Relationship of opamp gain factor to dB?

[dpresley58]

I've used the search, but found nothing that relates directly to this question...

How does a Gain factor equate to dB?

From what I've been able to find, the dBs double for every factor of Gain. For instance, a Gain of 1<unity> = 0dB increase. Gain of 2 = 3dB, so a Gain of 3 would be 6dB. Is this correct?

[brett]

Hi
dB is a non-proportional scale.
a voltage gain of 10 = 10 dB
100 = 20 dB
1000 = 30 dB

The formula is: Take log10(voltage gain) x 10, where log10 is log in base 10.  Your scientific calculator or spreadsheet will have those functions.
cheers
PS sometimes you'll see power or signal to noise ratio or other things in dB instead of watts.  Even when it doesn't say so, this is the ratio of two signals.  Because power gain is the square of voltage gain, the formula above changes to log10(square(voltage gain)) x 10 or log(voltage gain) x 20.

[R.G.]

Gain *IS* db, just expressed a different way.
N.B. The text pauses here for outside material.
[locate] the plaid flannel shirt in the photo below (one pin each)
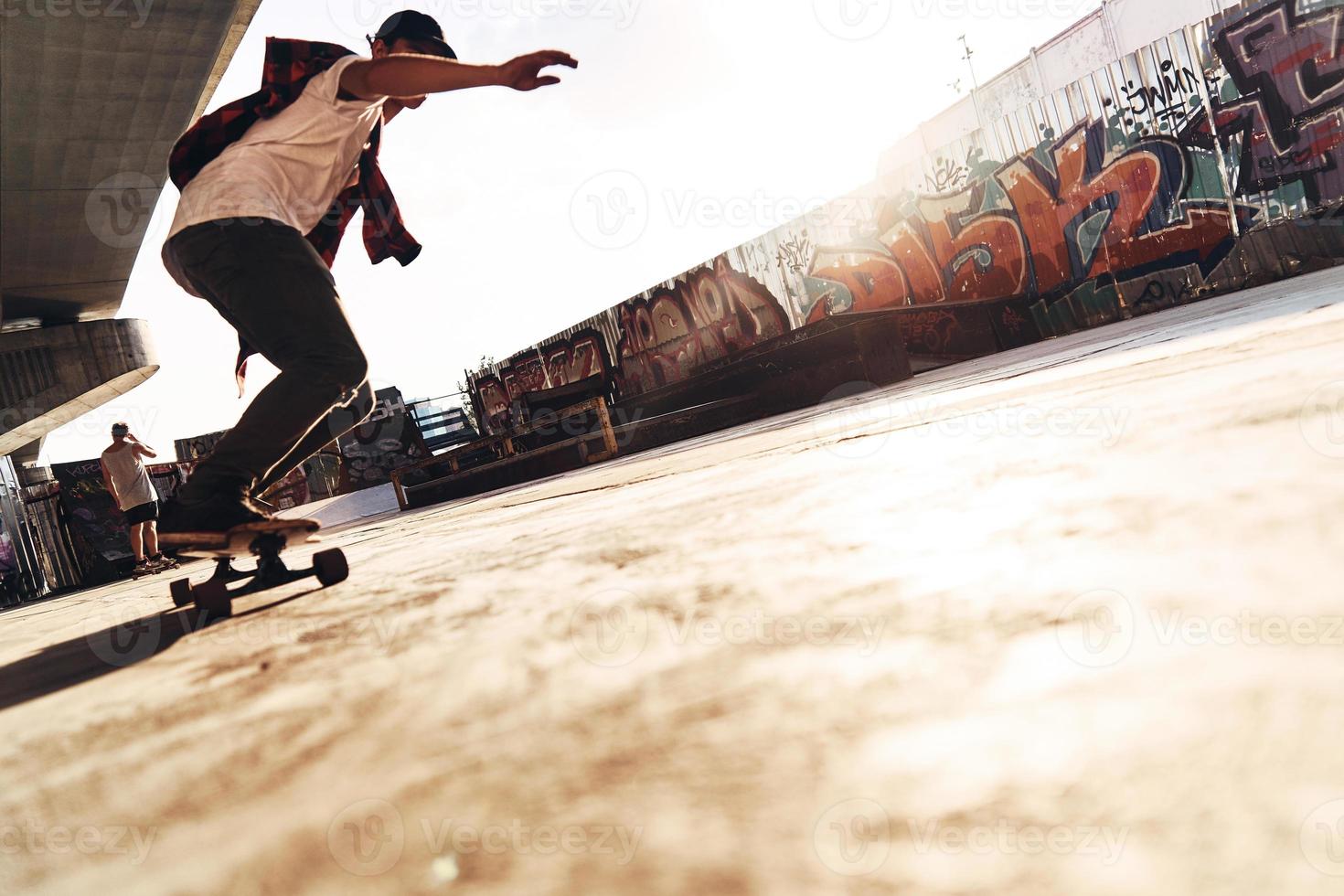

Actually, strictly speaking, db is the ratio of two powers. One of the powers is the reference power, the other is the power being measured.

For situations like that, brett is correct. If you have an input power and an output power, the power gain is Gp = Pout/Pin. So if Pout = 100W and Pin = 1W, then Gp = 100.

In radio work, the ratio of powers is very wide. You may speak of transmit power in MW and received power in nW, a ratio of 1: 1000,000,000,000,000. It's much more convenient to express the ratio as the EXPONENT of the ratio. So log10 (1,000,000,000,000,000)  = 15. This was defined as a "BEL". That turned out to be unwieldily large, so people started using "DECI-bels" or 1/10 of a bel.

So the ratio of 1MW to 1nW is 1/10E15, or in Bels, 15 Bel, or 150db, db standing for "decibels" and the way you calculate them is ten times the log to base 10 of the power ratio.

But we do audio, not RF. We usually want to know VOLTAGE ratio, not POWER ratio.

It turns out that if you have the same impedance level for one voltage and another, the ratio of the voltages can be accurately expressed as twenty times the log to base ten of the voltage ratios.  So if you have an input voltage of 0.1V from a 600 ohm source, and you get an output power of 32V into a 600 ohms load, the voltage ratio is
20 *Log10 (32/0.1) = 20 * log10 (320) = 20 * 2.505 = 50db.

Although it is only correct to speak of decibels in instances where the input and output impedances are the same, the audio world has ignored that, and we speak of voltage ratios without regard to the impedance. So a power amp which needs an input of 1.5V from a 10K source to give an output of 30V into 8 ohms is spoken of as having a gain of
20*log10 (30/1.5) = 20*log10(20) = 20*1.3 = 26db.

So "db" is simply another way to write "ratio of".

Some easy things to remember:
Ratio of 2 = 6db
Ratio of 3 = 9.54db
Ratio of 4 = 12 db (that is, ratio of 4 is the same as ratio of 2 times ratio of 2, or 6db + 6db because exponents add)
Ratio of 10 = 20 db

From this, we can easily state many different gains.

Gain of 100 is gain of 10 times gain of 10, or 20 +20 = 40db.
Gain of 300 is gain of 10 times gain of 10 times gain of 3; or 20 +20 +9.54 = 49.54db.